The metered-dose inhaler contains the corticosteroid budesonide and the long-acting bronchodilator formoterol. Two inhalations, twice daily, treat both asthma and COPD by preventing symptoms. The inhaler is approved for 160/4.5 mcg/actuation and 80/4.5 mcg/actuation, according to the release.

The most common side effects associated with budesonide and formoterol fumarate dihydrate oral inhalation aerosol are nasopharyngitis, headache, upper respiratory tract infection, pharyngolaryngeal pain, sinusitis, influenza, back pain, nasal congestion, stomach discomfort, vomiting and oral candidiasis for patients with asthma. The most common side effects of this treatment among patients with COPD are nasopharyngitis, oral candidiasis, bronchitis, sinusitis and upper respiratory tract infection, according to the release.

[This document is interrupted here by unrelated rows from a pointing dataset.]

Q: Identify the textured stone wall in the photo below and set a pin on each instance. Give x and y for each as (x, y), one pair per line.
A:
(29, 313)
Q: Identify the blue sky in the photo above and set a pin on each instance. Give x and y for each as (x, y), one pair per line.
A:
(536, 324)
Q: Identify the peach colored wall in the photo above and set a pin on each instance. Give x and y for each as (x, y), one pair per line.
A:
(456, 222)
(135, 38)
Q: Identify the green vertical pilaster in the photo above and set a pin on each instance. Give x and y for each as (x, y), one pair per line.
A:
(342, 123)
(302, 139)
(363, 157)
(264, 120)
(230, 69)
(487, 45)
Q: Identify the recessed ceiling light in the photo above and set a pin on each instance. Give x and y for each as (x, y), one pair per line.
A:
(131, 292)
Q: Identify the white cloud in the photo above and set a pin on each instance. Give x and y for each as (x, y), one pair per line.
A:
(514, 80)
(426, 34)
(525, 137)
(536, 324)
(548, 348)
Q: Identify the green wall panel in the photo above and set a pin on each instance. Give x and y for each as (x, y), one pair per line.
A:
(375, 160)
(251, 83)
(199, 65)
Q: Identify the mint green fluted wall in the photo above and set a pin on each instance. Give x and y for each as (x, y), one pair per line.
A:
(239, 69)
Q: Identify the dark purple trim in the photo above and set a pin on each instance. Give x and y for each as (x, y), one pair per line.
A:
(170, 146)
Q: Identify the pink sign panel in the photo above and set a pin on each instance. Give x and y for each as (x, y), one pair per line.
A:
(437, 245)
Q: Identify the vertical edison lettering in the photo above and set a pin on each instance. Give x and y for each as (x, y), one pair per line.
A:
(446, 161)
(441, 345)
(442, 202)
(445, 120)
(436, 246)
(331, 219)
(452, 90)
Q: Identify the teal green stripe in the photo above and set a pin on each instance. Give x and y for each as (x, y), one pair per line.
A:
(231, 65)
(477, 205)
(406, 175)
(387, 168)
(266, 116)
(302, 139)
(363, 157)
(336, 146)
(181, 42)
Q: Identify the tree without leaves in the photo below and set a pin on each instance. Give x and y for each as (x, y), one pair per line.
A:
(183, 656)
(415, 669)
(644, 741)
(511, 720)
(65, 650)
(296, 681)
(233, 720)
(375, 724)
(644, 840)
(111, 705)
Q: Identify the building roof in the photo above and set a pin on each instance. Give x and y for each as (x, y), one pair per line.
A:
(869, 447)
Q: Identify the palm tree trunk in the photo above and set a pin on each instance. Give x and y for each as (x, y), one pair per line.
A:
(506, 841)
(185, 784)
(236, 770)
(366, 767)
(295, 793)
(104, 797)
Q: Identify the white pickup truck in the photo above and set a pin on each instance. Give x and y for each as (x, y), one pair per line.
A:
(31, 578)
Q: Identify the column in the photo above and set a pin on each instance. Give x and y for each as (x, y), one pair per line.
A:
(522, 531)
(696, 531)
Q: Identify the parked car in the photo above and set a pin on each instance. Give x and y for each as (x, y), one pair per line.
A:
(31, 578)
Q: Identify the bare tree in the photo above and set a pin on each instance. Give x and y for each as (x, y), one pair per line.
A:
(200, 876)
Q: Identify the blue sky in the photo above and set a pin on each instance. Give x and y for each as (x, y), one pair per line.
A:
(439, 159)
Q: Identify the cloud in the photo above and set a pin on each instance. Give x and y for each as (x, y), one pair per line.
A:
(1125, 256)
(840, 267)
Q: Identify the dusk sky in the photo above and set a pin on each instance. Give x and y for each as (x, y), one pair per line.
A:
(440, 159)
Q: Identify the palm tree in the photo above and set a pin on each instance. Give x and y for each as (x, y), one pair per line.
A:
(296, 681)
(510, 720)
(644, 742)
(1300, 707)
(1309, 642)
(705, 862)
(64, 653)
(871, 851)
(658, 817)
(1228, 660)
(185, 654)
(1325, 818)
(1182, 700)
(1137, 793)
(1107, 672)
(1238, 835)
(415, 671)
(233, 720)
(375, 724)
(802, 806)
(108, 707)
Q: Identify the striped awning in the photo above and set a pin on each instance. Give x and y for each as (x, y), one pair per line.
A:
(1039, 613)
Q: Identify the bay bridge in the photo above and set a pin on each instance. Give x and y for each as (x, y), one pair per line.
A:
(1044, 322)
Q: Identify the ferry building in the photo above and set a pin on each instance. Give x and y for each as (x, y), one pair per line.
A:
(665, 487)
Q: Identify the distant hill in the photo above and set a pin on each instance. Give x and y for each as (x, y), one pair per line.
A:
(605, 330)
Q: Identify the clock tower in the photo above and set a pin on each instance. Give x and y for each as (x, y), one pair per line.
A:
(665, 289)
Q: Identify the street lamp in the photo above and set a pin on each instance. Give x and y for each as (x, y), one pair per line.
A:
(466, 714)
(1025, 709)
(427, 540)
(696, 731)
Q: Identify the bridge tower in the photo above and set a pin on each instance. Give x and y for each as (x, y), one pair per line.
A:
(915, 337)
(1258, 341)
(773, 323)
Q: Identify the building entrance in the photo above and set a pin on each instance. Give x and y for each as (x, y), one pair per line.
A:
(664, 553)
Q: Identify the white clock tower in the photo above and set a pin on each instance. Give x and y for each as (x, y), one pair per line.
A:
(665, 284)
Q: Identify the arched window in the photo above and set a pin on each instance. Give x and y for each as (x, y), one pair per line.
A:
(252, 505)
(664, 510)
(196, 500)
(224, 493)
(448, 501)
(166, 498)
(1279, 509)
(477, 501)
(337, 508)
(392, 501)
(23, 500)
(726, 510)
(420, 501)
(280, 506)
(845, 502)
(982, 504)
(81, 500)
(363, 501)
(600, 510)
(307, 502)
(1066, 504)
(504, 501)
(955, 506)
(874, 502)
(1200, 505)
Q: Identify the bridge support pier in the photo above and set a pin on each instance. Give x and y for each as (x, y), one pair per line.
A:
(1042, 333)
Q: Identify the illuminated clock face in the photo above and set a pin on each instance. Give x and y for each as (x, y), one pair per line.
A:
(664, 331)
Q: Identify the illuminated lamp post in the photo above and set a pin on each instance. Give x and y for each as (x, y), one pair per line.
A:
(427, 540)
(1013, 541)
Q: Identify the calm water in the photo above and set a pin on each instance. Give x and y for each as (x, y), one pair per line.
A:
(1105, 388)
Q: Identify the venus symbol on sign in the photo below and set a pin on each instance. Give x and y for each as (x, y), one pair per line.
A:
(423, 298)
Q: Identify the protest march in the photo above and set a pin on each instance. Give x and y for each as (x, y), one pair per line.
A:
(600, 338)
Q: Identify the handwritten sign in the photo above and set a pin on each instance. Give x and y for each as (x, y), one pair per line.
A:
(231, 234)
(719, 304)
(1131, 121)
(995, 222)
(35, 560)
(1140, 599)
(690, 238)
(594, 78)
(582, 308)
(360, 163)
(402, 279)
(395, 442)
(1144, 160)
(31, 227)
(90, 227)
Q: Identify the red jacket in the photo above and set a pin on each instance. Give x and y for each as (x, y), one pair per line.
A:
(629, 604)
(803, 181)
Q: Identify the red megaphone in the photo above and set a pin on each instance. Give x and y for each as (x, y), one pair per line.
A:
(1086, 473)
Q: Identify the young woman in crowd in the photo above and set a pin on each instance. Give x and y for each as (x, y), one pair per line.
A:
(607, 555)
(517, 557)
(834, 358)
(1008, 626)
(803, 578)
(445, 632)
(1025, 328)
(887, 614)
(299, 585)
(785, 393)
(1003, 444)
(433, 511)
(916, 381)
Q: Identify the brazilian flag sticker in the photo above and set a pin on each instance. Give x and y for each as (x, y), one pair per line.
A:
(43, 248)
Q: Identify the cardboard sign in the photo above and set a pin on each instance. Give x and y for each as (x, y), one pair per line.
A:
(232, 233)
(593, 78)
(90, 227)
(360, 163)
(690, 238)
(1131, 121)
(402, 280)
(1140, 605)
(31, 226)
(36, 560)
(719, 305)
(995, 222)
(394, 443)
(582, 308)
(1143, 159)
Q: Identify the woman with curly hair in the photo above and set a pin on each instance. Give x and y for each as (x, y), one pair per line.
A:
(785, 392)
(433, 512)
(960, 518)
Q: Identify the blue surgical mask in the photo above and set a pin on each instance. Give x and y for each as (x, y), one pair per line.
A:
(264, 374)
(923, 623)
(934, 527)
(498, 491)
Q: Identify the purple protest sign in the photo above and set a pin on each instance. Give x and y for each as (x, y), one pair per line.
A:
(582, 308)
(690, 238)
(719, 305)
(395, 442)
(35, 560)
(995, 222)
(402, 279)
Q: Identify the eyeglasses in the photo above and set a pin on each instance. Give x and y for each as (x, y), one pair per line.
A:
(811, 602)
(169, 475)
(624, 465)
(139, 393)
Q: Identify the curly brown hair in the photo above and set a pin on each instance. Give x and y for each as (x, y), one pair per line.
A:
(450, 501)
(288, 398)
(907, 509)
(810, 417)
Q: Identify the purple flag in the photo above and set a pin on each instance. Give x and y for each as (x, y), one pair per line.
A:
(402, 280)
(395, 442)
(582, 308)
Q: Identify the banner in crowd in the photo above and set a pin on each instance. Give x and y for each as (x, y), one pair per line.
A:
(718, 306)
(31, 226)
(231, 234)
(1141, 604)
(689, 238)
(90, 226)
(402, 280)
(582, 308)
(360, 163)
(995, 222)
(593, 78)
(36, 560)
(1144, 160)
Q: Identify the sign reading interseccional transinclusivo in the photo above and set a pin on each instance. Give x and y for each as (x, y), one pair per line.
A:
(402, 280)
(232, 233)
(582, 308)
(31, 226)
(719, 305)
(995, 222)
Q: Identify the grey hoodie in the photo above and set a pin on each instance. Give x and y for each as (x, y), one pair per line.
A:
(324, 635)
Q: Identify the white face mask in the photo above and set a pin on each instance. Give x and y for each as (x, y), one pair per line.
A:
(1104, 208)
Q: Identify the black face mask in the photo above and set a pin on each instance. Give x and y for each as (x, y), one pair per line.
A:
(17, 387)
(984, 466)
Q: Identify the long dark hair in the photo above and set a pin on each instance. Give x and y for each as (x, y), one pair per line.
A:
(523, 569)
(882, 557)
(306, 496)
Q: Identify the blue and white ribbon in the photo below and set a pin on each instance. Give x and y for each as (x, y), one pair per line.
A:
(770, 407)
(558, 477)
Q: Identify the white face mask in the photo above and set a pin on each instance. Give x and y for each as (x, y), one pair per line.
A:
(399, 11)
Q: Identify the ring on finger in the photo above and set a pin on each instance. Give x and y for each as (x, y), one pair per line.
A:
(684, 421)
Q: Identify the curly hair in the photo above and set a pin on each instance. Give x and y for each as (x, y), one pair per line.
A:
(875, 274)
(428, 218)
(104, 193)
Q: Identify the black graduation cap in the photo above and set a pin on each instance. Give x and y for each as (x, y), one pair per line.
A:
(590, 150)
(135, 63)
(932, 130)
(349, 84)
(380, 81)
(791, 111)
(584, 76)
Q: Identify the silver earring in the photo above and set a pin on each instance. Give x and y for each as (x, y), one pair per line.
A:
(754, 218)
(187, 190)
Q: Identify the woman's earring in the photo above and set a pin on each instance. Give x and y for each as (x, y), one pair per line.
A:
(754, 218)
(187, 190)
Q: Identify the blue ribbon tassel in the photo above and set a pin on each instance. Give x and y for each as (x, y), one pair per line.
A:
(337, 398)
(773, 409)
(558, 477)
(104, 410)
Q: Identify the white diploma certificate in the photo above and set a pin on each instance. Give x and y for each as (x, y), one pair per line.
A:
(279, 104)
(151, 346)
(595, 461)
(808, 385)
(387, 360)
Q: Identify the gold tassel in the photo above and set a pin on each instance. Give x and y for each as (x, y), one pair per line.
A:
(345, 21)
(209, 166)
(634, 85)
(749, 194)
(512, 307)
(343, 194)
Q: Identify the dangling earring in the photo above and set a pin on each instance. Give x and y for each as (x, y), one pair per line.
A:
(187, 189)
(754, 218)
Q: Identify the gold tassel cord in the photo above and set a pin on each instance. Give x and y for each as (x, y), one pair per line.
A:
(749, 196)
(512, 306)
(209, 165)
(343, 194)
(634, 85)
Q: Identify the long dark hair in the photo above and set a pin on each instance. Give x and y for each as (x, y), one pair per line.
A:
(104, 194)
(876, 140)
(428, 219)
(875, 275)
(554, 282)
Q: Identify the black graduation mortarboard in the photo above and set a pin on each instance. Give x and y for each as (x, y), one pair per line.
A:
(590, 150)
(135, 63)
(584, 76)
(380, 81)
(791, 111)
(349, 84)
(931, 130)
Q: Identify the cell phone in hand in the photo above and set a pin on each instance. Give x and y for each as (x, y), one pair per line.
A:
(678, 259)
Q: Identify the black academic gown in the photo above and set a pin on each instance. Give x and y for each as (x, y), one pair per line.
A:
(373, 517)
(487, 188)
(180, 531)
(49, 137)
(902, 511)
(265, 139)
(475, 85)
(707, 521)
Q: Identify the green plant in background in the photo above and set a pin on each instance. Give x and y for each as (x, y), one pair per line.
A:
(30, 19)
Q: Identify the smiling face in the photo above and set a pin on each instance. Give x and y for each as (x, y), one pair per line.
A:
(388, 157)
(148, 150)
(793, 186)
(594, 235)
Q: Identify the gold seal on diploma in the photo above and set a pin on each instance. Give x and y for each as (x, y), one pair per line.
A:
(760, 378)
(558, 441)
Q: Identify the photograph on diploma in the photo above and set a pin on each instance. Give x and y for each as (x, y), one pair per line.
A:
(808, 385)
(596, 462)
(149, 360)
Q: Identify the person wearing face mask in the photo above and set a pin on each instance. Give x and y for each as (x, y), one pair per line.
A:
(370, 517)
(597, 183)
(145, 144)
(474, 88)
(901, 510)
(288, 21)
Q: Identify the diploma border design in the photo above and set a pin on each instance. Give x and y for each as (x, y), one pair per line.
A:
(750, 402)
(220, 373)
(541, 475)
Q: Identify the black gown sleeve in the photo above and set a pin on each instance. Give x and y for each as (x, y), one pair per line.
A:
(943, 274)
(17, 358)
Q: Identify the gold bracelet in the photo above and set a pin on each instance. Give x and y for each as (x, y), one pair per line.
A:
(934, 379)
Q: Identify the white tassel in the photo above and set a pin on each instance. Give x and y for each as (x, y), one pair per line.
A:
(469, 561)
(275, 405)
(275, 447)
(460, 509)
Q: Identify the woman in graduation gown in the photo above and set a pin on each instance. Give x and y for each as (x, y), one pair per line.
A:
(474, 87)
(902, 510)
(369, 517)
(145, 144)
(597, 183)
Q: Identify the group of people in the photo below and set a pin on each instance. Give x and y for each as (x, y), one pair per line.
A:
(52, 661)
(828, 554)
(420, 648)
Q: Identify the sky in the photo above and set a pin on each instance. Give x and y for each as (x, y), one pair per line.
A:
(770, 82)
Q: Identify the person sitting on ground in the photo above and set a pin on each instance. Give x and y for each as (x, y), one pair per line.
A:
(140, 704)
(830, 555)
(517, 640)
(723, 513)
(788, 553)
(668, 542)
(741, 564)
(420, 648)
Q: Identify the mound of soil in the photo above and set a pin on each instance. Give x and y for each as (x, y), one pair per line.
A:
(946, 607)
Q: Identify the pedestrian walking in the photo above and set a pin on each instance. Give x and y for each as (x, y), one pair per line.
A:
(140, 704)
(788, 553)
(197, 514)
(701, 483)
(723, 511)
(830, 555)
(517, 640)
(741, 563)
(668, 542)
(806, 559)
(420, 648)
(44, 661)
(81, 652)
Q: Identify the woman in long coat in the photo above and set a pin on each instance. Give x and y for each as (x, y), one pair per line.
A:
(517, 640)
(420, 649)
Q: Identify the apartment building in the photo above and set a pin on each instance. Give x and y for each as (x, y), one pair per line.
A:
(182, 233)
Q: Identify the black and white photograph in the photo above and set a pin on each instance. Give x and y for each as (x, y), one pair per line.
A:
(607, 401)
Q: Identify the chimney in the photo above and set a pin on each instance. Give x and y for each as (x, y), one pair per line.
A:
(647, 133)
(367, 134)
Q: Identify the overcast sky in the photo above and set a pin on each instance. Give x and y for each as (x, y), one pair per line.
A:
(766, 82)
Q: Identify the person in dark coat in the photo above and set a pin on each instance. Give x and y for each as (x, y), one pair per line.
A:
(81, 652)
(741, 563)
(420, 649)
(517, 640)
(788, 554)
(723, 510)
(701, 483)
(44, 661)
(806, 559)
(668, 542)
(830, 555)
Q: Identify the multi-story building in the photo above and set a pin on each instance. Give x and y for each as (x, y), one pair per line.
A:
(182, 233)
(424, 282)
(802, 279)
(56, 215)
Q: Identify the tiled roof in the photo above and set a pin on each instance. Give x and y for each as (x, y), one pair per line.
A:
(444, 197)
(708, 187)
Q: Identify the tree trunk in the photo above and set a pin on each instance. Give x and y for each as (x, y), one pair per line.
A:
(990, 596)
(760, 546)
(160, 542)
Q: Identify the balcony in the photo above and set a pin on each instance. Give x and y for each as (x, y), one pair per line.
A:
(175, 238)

The FDA granted approval of this generic budesonide and formoterol fumarate dihydrate inhalation aerosol to Mylan Pharmaceuticals.

Complex products are medical products where uncertainty concerning the approval pathway or possible alternative approaches to product development can benefit from early scientific engagement, such as products with complex active ingredients and drug-device combination products, according to the release. The FDA noted that since drug-device combination products can be more challenging to develop, fewer exist, resulting in less market competition. The FDA said addressing the challenges related to complex generics and promoting more generic competition is a key part of the FDA’s Drug Competition Action Plan and its efforts to promote patient access and more affordable medications, according to the release.